Aged-care providers will rebuff Scott Morrison’s demand to open up nursing homes to daily visits from residents’ loved ones, setting up a showdown over the care and treatment of those most vulnerable to COVID-19.
A coalition of provider representatives will on Monday reject the Prime Minister’s threat to impose regulations forcing nursing homes to open their doors if they don’t comply with the government’s current recommendation to allow residents two visitors per day of family or close contacts.
But Aged Care Minister Richard Colbeck said the sector’s push back on visitation arrangements in nursing homes was “misguided”, saying “lack of access for family members … has been the most prominent source of complaint in recent weeks”.
The provider group, representing most of the nation’s 2600 for-profit and not-for-profit facilities, said the tighter visitation rules homes introduced in response to the coronavirus pandemic struck the right balance between protecting the frail elderly and supporting their mental health and wellbeing.
And they hit back at Mr Morrison’s warning not to let aged-care facilities become “secret places” where residents are left stuck in their rooms. “It is incorrect to characterise the sector as having kept residents isolated, under lock and key, in their rooms. Nor are they secret places,” the provider groups, including Aged and Community Services Australia, Aged Care Guild, Anglicare, Catholic Health and Leading Age Services Australia, said.
“There are widespread communications with families, visits at a distance and extensive social media connections. Our members report surveys showing the vast majority of families support the current approach to restricted visitations by their aged-care homes.”
Aged-care providers are upset about the Prime Minister’s sharp rebuke of the sector on Friday in a post-national cabinet address. A subsequent meeting between providers, Mr Colbeck and Chief Medical Officer Brendan Murphy was understood to be tense, with no ground given by either side. Mr Colbeck said providers should accept the current recommendations, which reflect the advice from the Australian Health Protection Principal Committee and are supported by national cabinet.
“The pushback against the Prime Minister’s recommendations on visitation access for residential care facilities is misguided,” he said on Sunday.
“It is just not conscionable that some senior Australians may never have personal contact with their loved ones again.

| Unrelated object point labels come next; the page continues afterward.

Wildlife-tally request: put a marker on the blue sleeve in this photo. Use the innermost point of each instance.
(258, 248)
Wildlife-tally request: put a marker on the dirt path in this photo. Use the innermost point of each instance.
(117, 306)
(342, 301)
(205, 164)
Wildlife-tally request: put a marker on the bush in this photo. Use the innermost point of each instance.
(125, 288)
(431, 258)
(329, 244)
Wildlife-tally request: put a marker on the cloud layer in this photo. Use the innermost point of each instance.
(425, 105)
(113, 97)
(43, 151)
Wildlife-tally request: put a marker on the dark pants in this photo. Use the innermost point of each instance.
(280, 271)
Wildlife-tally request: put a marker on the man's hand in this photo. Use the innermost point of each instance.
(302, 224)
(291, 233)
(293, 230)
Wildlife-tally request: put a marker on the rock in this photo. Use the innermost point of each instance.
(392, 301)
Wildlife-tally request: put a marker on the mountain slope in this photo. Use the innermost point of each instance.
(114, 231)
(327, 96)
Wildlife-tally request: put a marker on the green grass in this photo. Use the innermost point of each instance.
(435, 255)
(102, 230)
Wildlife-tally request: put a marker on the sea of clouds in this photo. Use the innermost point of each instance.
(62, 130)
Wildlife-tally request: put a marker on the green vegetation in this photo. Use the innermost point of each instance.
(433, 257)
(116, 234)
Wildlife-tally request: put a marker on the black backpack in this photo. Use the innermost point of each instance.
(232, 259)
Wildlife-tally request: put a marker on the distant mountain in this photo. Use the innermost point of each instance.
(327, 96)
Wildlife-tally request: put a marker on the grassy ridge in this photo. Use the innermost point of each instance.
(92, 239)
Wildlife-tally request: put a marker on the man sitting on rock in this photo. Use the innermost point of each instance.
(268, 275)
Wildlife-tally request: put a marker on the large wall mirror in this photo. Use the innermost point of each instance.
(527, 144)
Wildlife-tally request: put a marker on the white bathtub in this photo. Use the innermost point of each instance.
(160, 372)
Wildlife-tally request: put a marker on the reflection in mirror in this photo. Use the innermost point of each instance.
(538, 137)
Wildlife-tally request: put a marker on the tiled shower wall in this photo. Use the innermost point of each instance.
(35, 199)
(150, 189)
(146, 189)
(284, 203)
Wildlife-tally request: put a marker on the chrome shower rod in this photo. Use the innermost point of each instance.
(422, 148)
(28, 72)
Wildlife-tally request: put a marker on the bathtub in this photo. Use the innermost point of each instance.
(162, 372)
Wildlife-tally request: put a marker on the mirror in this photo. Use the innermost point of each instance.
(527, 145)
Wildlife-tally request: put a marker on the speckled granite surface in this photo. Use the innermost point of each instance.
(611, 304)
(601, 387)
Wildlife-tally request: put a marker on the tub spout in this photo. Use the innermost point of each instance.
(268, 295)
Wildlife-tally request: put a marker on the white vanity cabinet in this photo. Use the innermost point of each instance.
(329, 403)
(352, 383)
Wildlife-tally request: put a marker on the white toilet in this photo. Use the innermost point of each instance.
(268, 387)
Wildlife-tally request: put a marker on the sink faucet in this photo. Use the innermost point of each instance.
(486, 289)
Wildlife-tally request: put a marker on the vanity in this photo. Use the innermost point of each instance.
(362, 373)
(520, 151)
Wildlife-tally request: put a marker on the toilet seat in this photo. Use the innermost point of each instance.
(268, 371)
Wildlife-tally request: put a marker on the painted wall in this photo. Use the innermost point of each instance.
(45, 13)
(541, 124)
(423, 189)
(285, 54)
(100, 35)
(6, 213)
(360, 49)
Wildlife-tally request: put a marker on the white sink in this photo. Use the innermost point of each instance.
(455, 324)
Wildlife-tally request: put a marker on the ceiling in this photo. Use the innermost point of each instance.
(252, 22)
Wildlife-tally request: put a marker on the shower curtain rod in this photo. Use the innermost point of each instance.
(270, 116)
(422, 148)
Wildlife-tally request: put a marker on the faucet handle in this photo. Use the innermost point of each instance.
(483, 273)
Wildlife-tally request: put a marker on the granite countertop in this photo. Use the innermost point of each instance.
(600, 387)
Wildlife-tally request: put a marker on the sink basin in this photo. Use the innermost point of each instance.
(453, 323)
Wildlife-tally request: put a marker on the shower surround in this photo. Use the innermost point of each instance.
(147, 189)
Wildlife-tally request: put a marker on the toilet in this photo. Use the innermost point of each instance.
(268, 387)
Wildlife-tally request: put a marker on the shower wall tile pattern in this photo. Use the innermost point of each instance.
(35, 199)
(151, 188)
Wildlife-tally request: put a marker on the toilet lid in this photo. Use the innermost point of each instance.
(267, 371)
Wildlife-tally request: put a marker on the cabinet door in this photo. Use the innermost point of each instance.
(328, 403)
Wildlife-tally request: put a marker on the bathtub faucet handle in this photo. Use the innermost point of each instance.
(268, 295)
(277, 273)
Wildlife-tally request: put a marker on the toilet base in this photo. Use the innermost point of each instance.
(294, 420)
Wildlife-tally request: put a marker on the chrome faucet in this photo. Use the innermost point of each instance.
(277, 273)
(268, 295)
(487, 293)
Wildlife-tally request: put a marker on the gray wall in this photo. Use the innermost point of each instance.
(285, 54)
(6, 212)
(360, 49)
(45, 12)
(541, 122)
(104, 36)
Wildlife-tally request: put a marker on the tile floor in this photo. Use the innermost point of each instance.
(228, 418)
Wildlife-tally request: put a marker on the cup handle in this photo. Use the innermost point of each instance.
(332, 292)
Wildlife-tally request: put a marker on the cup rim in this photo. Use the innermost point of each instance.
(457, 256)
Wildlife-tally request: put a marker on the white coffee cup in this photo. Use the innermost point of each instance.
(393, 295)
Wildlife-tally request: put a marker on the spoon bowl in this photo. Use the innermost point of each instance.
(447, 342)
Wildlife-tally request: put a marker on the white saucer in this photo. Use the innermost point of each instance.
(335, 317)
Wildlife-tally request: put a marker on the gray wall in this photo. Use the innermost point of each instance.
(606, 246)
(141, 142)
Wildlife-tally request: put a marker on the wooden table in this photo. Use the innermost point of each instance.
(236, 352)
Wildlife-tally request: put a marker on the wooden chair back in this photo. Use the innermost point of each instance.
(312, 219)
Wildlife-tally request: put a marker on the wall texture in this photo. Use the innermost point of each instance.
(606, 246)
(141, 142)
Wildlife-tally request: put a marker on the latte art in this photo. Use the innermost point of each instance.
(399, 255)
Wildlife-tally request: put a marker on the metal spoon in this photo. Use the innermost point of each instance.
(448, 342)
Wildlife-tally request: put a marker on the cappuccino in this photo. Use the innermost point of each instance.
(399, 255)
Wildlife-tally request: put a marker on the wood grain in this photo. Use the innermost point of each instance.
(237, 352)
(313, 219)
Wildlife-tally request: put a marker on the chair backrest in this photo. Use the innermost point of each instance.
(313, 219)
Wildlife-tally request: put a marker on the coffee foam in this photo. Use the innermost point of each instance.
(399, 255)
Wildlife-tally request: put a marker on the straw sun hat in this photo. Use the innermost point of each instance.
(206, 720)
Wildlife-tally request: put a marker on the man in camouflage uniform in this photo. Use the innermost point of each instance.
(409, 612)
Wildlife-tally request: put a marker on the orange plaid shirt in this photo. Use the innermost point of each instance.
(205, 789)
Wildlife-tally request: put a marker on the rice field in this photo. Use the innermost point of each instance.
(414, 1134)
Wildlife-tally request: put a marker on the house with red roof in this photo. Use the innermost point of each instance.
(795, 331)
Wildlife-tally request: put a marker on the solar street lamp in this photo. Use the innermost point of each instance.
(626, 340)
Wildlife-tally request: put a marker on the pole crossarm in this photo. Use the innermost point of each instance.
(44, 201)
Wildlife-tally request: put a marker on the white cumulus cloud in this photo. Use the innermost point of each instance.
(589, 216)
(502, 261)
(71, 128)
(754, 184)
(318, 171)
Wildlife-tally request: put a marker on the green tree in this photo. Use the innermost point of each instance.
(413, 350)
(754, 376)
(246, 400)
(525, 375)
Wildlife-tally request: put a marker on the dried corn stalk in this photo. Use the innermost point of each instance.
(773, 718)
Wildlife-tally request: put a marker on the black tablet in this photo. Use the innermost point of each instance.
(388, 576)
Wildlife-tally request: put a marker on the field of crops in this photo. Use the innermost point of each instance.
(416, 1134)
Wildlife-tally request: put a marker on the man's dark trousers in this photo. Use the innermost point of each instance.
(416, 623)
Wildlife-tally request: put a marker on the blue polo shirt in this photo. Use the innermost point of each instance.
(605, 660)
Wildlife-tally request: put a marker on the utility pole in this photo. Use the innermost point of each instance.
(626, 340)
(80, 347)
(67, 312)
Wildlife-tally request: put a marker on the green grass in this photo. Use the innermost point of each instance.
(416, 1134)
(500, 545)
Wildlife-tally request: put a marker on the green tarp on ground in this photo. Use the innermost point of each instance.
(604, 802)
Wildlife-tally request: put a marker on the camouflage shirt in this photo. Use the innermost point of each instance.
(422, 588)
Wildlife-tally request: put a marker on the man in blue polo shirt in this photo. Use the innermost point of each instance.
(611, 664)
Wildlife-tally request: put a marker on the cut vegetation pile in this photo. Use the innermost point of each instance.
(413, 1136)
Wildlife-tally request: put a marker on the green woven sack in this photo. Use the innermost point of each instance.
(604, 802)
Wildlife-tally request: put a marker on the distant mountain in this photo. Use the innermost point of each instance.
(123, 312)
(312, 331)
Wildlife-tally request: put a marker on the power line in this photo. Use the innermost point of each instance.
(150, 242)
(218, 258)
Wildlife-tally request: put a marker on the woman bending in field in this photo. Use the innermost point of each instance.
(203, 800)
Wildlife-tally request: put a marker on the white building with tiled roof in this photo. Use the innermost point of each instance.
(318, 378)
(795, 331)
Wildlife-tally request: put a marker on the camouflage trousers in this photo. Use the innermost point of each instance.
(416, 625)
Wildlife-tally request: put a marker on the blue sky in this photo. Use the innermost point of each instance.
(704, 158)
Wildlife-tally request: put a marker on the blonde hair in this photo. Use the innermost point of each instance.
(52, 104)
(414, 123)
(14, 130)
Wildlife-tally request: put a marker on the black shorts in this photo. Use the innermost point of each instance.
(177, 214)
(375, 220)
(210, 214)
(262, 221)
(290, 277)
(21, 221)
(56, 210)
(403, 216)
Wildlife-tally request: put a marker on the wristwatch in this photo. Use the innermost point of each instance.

“The attempt by the sector to quote surveys of families who say they support the total shutdown does not change the advice of the AHPPC, which also takes into account the wider needs of residents, particularly those with dementia or in the end-of-life phase.”
Nursing homes are particularly vulnerable to COVID-19. Six people have died from an outbreak at Anglicare’s Newmarch House nursing home in Sydney, with 31 of the 100 residents infected along with 17 staff. At the Dorothy Henderson Lodge, also in Sydney, six elderly residents have died from the disease.